Glenn Miller, managing partner of the Miller Group – a company that owns and operates over 30 fast food franchises in Illinois and Virginia, makes the point quite well:
“I work hard to build my people’s skills and expertise so they are more
marketable. Because they are more marketable, I then work even harder to
make the Miller Group their first choice for employment. As a result, I
get top people producing great results”
The Miller Group has had no turnover of store managers for the past two years. This is almost unheard of in the fast food industry. Their overall employee turnover is also among the lowest in the industry.
Instead of trying to make your people less attractive to your competitors, focus on making your company more attractive to your people.
But, why waste money developing an employee for someone else’s business?
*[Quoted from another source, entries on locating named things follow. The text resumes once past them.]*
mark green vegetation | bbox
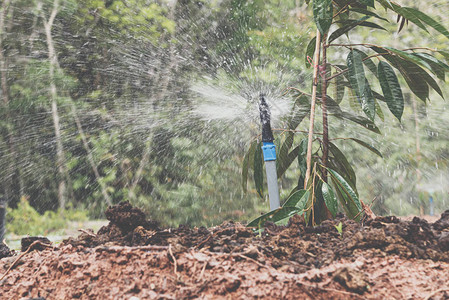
[6,198,88,236]
[0,0,449,234]
[243,0,449,227]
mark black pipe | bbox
[259,93,274,143]
[0,196,6,243]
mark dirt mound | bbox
[0,202,449,300]
[64,202,449,266]
[0,242,14,258]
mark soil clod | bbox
[0,202,449,299]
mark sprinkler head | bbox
[259,93,274,143]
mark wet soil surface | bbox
[0,202,449,300]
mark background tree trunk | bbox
[43,0,67,210]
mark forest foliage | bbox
[0,0,449,232]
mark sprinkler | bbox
[259,94,281,210]
[0,196,6,244]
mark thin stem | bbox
[321,35,329,182]
[327,52,391,81]
[282,87,312,97]
[332,4,348,19]
[304,29,321,189]
[271,128,323,135]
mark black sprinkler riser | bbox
[259,94,274,143]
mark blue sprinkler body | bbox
[262,142,276,161]
[259,94,281,210]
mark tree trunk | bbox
[43,0,67,210]
[0,0,23,201]
[321,35,329,182]
[128,0,178,198]
[304,29,321,189]
[317,35,332,219]
[72,103,112,205]
[411,96,424,216]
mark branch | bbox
[304,29,321,190]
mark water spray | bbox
[259,94,281,210]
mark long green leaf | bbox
[407,7,449,39]
[326,96,380,133]
[349,7,388,22]
[254,142,263,198]
[391,3,429,32]
[283,190,309,210]
[346,51,366,98]
[246,207,301,228]
[304,37,316,68]
[378,61,404,121]
[277,146,300,178]
[359,0,374,8]
[385,47,431,70]
[353,49,377,77]
[384,54,444,101]
[242,141,258,193]
[321,182,338,218]
[373,99,385,122]
[329,143,357,190]
[326,168,362,218]
[288,95,310,130]
[371,46,429,101]
[298,138,307,177]
[359,78,376,120]
[412,52,449,81]
[328,16,371,43]
[313,0,333,35]
[348,138,383,158]
[334,76,345,103]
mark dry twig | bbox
[424,288,449,300]
[0,241,52,281]
[168,244,180,279]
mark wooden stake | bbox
[304,29,321,189]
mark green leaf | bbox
[313,0,333,35]
[329,143,357,190]
[321,182,338,218]
[346,50,366,98]
[283,190,310,210]
[328,16,370,43]
[437,50,449,61]
[353,49,377,77]
[254,142,263,198]
[373,99,385,122]
[335,76,345,103]
[349,7,388,22]
[378,61,404,121]
[326,168,362,218]
[412,52,449,81]
[326,96,380,133]
[298,138,307,177]
[359,0,374,8]
[387,53,444,101]
[242,141,258,193]
[371,46,429,101]
[277,146,299,178]
[246,207,301,228]
[407,7,449,39]
[288,95,310,130]
[385,47,431,70]
[391,3,429,32]
[304,37,316,68]
[348,138,383,158]
[359,78,376,120]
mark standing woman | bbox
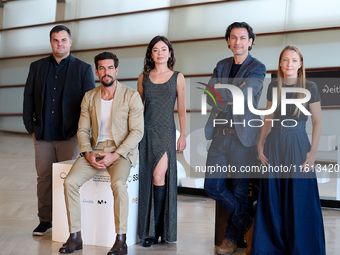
[137,36,186,247]
[251,46,326,255]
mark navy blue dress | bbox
[251,81,326,255]
[138,71,179,242]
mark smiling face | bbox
[228,28,253,56]
[50,30,72,59]
[151,41,171,64]
[280,50,302,78]
[96,59,118,87]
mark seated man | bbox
[59,52,144,255]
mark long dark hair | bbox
[143,35,176,77]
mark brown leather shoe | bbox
[244,221,254,255]
[107,234,127,255]
[216,239,237,255]
[59,231,83,254]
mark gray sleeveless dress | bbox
[138,72,179,242]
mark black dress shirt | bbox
[42,55,71,141]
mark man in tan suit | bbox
[59,52,144,255]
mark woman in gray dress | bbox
[137,36,186,247]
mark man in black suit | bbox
[23,25,95,236]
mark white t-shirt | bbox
[98,99,113,142]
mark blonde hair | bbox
[277,45,306,116]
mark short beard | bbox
[101,75,116,87]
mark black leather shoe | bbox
[142,237,158,247]
[59,231,83,254]
[107,234,127,255]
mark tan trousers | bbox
[64,141,131,234]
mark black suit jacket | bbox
[23,55,95,140]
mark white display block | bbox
[181,177,204,189]
[52,160,140,247]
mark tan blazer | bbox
[77,81,144,166]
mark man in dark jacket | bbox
[204,22,266,255]
[23,25,95,236]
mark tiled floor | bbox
[0,131,340,255]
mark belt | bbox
[217,128,236,135]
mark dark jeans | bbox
[204,134,255,242]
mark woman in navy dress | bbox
[251,46,326,255]
[137,36,186,247]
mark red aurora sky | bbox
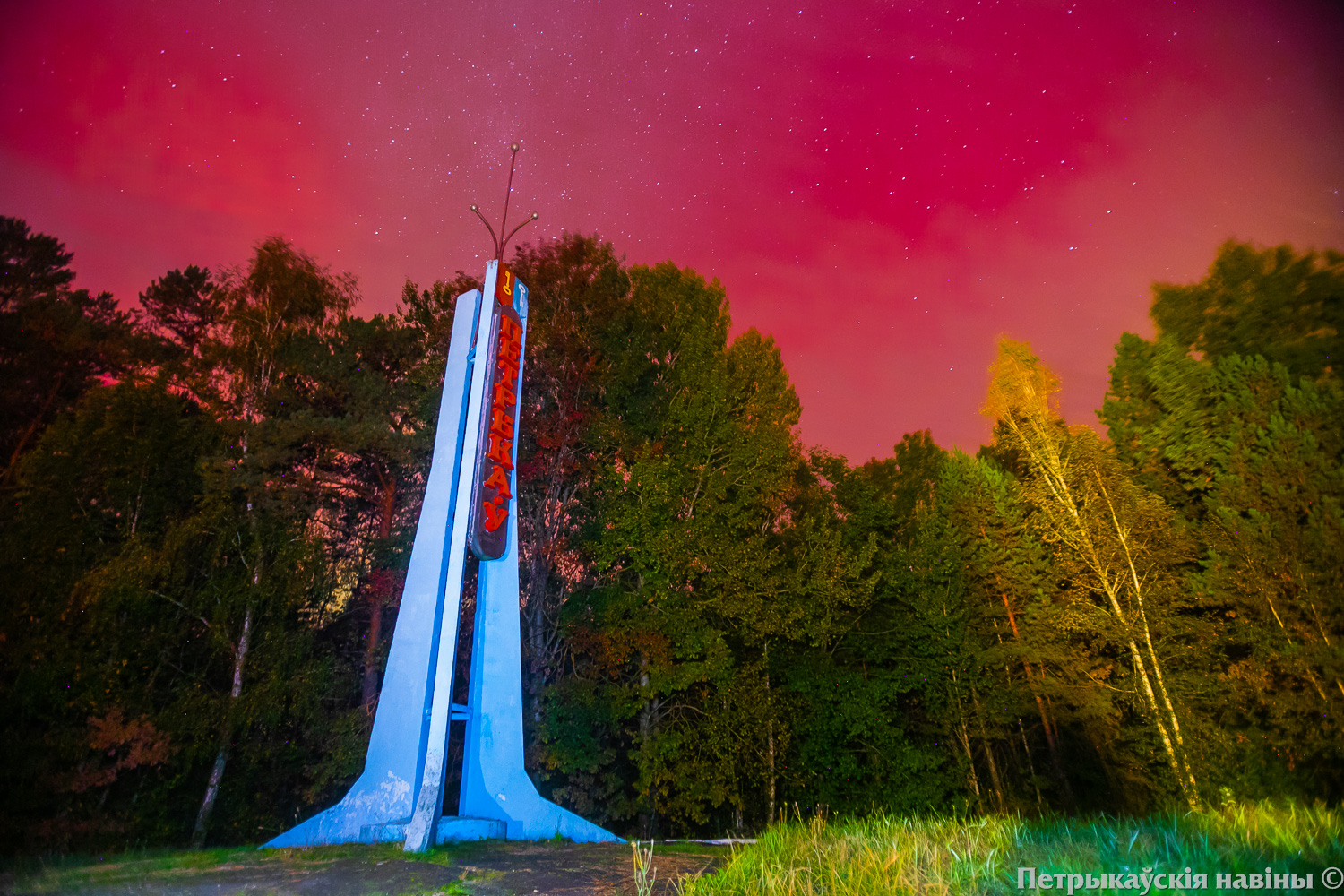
[0,0,1344,461]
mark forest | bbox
[0,218,1344,855]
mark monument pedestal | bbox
[266,261,621,852]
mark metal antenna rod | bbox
[472,143,540,262]
[472,202,504,258]
[500,143,521,248]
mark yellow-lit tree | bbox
[983,339,1199,807]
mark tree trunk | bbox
[970,688,1004,812]
[191,606,252,849]
[360,589,383,716]
[360,470,397,716]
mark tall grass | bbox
[685,804,1344,896]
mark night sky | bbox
[0,0,1344,461]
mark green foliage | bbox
[685,804,1344,896]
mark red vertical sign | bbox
[470,263,526,560]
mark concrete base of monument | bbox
[359,815,508,844]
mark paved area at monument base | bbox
[3,841,730,896]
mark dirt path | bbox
[5,842,728,896]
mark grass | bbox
[10,842,480,893]
[685,804,1344,896]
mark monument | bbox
[266,143,620,852]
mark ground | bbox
[0,841,728,896]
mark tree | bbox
[1102,334,1344,793]
[986,339,1199,807]
[1152,240,1344,379]
[0,216,137,485]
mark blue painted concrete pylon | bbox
[266,261,620,852]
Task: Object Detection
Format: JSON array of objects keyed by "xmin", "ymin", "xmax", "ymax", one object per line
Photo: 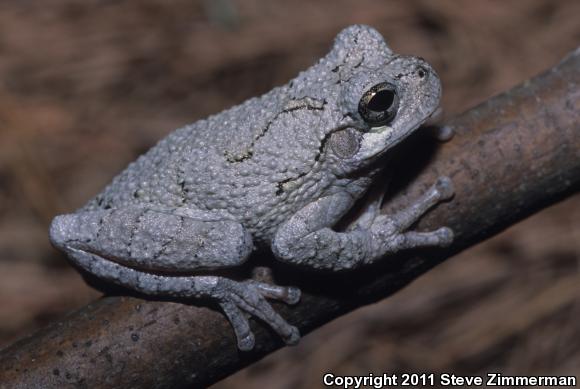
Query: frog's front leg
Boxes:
[
  {"xmin": 272, "ymin": 177, "xmax": 453, "ymax": 270},
  {"xmin": 50, "ymin": 206, "xmax": 300, "ymax": 350}
]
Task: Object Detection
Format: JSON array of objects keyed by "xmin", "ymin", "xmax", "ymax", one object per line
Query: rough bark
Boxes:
[{"xmin": 0, "ymin": 49, "xmax": 580, "ymax": 388}]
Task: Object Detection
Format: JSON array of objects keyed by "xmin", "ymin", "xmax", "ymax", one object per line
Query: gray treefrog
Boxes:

The question about investing in people often becomes a discussion of ROI. People often make two mistakes in having this discussion: 1) only considering a very small piece of the return and 2) only considering the “hard” numbers. The return on funding people’s education doesn’t begin after the degree is completed. It begins with the ability to recruit better people. It then continues through increased engagement and satisfaction. Finally, it pays off during and after the program with better performance.
Better people
Having a reputation as an employer who develops people for internal or external success will attract better talent and help increase retention and engagement. In the book, Return on Learning, the global consulting company Accenture found that their reputation for learning has a direct impact on the quality of the candidates they can hire. Personal development is a top reason that people join Accenture. Through an independent study, they also found that people are willing to take a lower salary ($6,000) for better development opportunities.
More engaged people
People have a natural urge to reciprocate. The person who you are supporting through a degree program is more likely to work harder for the organization than one who feels you don’t care. Accenture also found a link between investment in people and satisfaction and engagement. In particular they found that employees who say they have access to the training they need to be successful are more likely to believe that 1) they are compensated fairly, 2) they will be with the company in two years, and 3) Accenture is a great place to work.
Better performance
If people’s external market relevance is increasing, it stands to reason that they have greater skills to contribute to your company as well. People who attend degree programs start applying their learning to their jobs from the time they take their first classes. They don’t just start applying their knowledge once the degree is complete. You get higher quality people while they are pursuing their degrees.
But, what about the people who do leave?
Some people will leave once they get a degree. But have you really wasted your money? Obviously, you don’t want to let someone walk away with thousands of dollars of education on your dime. However, if structured properly, a good degree completion program provides mechanisms to recoup your investment should the employee leave. The worst case scenario is that you break even. A more probable scenario is that you break even and realize some of the benefits mentioned earlier.
Do you really want a workforce that your competitors wouldn’t hire?
A workforce that is developed only to meet minimum job requirements will produce minimal results. A workforce that is developed to their greatest potential will provide greater results.
You take pride in knowing that your competitors would love to get their hands on your products, services, or processes. So, why treat your workforce differently? After all, they are the ones responsible for your products, services, and processes.
A marketable workforce makes for a marketable company
GE is known for creating leaders who go on to lead other organizations. In doing so, GE has become a stronger, more viable company. Creating outstanding talent will always serve your interests. It will get you the best people, ensure that they are making the strongest contribution, and provide you with a pipeline of new people who want to help your organization succeed.